The free Windows 10 license you receive is tied to your PC’s hardware. You’re still allowed to use Windows 10 on that same PC even after changing its hardware. Activating that license is easier than ever in Windows 10’s Anniversary Update.

How to Associate Your Windows 10 License with a Microsoft Account

In Windows 10’s Anniversary Update, it’s now possible to associate your free Windows 10 license with your Microsoft account so you can more easily reactivate your PC after hardware changes in the future. This happens automatically when you sign into your PC with a Microsoft account.

If you haven’t yet signed in with a Microsoft account, head to Settings > System & Security > Activation and you’ll be prompted to add a Microsoft account to make reactivation easier.

Once you’ve added a Microsoft account, you’ll see the “Windows 10 is activated with a digital license linked to your Microsoft account” message here.


When reinstalling Windows 10 after a hardware change–especially a motherboard change–be sure to skip the “enter your product key” prompts while installing it.

Microsoft has never actually wanted to explain exactly how the hardware-based Windows activation process works. Just replacing your hard drive or upgrading your graphics card shouldn’t cause a problem. If you’ve just changed a few peripherals, Windows 10 may just automatically activate itself after you clean-install it. But, if you’ve changed the motherboard or just a lot of other components, Windows 10 may see your computer as a new PC and may not automatically activate itself.

Head to Settings > Update & Security > Activation and you’ll see a “Troubleshoot” option if activation failed. Click that option and sign in with the Microsoft account you associated your license with. You’ll be able to tell Windows that you “changed hardware on this device recently” and select your PC from a list of devices associated with your Microsoft account. Microsoft’s documentation now explains exactly how this works.

The free Windows 10 license works very differently from previous Windows licensing systems. These all required a product key. Even modern Windows 8 and 8.1 PCs–and new PCs that come with Windows 10–have a Windows product key embedded in their UEFI firmware. If you buy a new copy of Windows 10–for example, to install it on a PC you’re building yourself–you’ll also have a product key.

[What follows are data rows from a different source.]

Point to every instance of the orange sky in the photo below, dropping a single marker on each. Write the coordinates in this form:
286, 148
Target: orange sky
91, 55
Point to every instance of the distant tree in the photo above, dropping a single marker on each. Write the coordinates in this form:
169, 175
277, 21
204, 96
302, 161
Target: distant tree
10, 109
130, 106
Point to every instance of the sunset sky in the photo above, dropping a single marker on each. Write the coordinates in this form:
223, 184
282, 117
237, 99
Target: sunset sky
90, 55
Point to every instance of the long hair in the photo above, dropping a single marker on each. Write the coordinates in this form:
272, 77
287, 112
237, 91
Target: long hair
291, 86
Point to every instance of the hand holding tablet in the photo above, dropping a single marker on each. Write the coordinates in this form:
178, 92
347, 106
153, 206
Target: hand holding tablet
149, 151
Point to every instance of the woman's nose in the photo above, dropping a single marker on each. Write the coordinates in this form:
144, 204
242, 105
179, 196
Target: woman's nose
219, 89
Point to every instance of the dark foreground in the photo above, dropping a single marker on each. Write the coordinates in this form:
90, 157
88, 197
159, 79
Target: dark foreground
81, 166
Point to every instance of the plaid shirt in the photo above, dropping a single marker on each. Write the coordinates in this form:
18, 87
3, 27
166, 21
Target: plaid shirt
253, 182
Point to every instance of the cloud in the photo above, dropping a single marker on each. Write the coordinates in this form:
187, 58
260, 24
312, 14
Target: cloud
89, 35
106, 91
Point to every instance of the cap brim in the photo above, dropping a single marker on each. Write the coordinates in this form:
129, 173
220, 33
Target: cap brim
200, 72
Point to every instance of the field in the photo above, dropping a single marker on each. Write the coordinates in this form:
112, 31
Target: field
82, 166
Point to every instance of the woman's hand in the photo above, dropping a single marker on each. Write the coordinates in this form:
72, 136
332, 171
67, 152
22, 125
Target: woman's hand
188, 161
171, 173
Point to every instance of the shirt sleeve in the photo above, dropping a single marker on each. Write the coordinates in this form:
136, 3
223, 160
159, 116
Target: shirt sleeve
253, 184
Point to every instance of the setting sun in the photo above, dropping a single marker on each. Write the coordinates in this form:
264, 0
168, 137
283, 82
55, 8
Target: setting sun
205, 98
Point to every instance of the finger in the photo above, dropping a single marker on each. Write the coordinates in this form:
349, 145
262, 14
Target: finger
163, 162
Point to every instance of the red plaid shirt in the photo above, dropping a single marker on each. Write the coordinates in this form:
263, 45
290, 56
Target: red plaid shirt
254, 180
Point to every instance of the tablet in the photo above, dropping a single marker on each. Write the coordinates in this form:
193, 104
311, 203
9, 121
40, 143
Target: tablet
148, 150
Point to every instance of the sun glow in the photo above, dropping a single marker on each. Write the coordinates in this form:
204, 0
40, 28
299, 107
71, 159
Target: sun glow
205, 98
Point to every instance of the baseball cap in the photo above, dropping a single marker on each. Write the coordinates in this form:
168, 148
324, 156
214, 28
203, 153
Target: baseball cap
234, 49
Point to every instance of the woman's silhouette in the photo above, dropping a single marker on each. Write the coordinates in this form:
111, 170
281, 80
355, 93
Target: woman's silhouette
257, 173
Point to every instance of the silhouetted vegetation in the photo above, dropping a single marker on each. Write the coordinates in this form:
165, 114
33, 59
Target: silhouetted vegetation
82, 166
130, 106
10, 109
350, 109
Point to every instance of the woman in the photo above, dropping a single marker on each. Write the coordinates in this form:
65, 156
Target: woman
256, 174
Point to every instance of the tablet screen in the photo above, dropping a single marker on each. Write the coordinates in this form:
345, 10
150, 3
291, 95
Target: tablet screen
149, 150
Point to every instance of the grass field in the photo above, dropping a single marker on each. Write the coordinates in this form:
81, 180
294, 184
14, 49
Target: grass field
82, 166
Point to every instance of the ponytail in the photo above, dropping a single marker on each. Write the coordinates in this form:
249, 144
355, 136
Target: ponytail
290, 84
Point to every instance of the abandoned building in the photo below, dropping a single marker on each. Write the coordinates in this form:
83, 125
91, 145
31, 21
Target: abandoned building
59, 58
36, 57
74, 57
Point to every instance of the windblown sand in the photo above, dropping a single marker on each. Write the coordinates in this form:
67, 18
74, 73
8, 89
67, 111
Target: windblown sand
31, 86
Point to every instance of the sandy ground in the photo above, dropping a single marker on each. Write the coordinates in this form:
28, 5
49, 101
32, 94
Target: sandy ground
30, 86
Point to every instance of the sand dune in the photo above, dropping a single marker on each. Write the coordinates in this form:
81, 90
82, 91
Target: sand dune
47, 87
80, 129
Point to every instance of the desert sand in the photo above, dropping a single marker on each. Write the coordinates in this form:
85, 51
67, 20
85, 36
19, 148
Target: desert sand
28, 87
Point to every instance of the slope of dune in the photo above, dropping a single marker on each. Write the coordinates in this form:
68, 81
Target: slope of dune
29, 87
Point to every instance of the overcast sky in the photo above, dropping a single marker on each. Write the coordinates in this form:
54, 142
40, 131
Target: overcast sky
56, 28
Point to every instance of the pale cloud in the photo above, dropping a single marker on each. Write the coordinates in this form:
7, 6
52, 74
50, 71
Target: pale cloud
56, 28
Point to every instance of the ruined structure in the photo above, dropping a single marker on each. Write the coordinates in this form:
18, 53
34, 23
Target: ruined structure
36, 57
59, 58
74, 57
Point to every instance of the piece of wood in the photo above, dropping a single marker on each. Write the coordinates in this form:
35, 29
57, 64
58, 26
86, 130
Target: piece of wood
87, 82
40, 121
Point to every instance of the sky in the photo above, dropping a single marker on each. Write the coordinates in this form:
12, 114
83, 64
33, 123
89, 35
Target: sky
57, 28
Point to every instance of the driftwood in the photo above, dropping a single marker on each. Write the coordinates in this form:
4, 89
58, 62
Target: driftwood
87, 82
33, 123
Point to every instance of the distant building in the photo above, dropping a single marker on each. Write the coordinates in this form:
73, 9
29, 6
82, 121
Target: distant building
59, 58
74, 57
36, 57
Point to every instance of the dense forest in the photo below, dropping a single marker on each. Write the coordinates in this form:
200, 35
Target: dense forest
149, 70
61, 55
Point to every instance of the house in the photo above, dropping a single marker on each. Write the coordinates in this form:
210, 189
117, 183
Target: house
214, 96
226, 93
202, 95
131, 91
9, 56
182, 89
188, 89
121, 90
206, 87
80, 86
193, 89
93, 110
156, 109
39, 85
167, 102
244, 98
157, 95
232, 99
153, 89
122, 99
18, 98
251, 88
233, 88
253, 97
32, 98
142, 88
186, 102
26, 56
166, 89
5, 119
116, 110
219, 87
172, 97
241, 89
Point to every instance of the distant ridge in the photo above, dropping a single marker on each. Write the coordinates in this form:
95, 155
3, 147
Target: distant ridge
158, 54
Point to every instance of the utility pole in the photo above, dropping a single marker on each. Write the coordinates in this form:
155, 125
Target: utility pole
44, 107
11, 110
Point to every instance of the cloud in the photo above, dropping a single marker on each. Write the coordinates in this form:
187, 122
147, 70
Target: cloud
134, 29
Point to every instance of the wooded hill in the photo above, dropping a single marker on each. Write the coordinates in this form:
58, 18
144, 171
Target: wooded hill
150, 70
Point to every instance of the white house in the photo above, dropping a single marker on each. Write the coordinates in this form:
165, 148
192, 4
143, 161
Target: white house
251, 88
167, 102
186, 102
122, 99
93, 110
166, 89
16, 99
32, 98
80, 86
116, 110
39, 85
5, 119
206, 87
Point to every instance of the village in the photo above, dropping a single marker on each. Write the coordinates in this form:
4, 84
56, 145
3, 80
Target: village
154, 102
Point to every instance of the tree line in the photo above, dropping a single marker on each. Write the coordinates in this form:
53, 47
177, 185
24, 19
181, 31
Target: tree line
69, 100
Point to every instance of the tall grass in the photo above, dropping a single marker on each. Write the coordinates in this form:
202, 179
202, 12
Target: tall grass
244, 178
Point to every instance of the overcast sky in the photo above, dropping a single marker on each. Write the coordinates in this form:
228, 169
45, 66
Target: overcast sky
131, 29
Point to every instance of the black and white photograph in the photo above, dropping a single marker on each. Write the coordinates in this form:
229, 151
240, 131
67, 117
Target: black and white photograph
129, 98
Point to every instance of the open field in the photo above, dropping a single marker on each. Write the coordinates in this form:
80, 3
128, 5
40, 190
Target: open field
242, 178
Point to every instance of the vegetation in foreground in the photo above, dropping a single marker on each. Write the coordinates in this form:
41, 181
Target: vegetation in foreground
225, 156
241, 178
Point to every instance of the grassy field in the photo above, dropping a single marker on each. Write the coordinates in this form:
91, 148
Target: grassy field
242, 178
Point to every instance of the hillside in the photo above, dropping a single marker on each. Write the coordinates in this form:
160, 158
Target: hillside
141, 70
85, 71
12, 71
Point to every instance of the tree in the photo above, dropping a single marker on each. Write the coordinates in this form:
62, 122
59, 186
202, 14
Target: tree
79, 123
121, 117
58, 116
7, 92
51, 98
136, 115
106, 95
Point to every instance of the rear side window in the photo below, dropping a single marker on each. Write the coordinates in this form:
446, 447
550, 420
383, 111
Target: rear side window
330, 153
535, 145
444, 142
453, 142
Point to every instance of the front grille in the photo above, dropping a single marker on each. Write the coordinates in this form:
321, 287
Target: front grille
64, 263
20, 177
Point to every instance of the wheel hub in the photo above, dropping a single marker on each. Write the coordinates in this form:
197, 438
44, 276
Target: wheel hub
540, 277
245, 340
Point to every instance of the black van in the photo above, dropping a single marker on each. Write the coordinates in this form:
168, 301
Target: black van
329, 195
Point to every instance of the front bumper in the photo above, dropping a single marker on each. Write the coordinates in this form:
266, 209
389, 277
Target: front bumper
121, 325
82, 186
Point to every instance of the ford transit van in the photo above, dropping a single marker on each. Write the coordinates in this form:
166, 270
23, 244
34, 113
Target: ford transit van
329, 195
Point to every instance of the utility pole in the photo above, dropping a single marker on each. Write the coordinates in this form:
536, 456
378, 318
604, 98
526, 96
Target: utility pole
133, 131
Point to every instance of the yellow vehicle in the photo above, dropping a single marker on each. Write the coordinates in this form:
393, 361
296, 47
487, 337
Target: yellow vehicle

In this case, the product key would always serve to activate Windows. But Microsoft hasn’t been handing out Windows 10 product keys to upgraders. There’s no way to find your Windows 10 product key if you’ve upgraded for free–you just don’t have one.

The free Windows 10 license Microsoft is providing to upgraders works differently. Microsoft won’t issue you a Windows 10 product key. Instead, when you perform an upgrade from within Windows 7 Service Pack 1 or Windows 8.1, the upgrade process registers a unique ID associated with your PC’s hardware on Microsoft’s Windows activation servers.

In the future, whenever you install Windows 10 on that same PC, it will automatically report to Microsoft’s activation servers. Microsoft will confirm that the PC with that specific hardware configuration is allowed to use Windows 10, and it’ll automatically be activated.

This isn’t actually made clear in the installation process itself. To clean-install Windows 10 on a machine activated in this way, you have to continually skip all the product key prompts while installing it.

This automatic process only works if your PC has the same hardware it had when you upgraded to Windows 10.

Bear in mind that this will only work on the same PC. This does create some an inconvenient situation for people who boughta full retail license–not an OEM license–of Windows 7, 8, or 8.1. Most people don’t do this, though–even people building their own PCs usually seem to buy OEM copies of Windows.

Those retail licenses are portable between different PCs, so you can take them with you from PC to PC. You might have purchased a Windows 7 license and built your own PC. Build a new PC a few years later and you can take that Windows 7 license with you as long as you remove it from the first machine. Rinse and repeat over and over–as long as you’d like to continue using Windows 7.

However, that free Windows 10 license you get as part of the upgrade process is tied to an individual PC. Even if you upgraded from a retail copy of Windows 7, 8, or 8.1, you won’t be given a retail copy of Windows 10. You just can’t move that free Windows 10 license to another PC. Now that the free Windows 10 upgrade offer is over, you’ll have to buy a new copy of Windows 10 if you want to move it to an entirely different PC.

This may feel a bit inconvenient. But, on the other hand, that Windows 10 license was just a free bonus in the first place. Retail licenses of Windows 10 you purchase can be moved between PCs in the same way.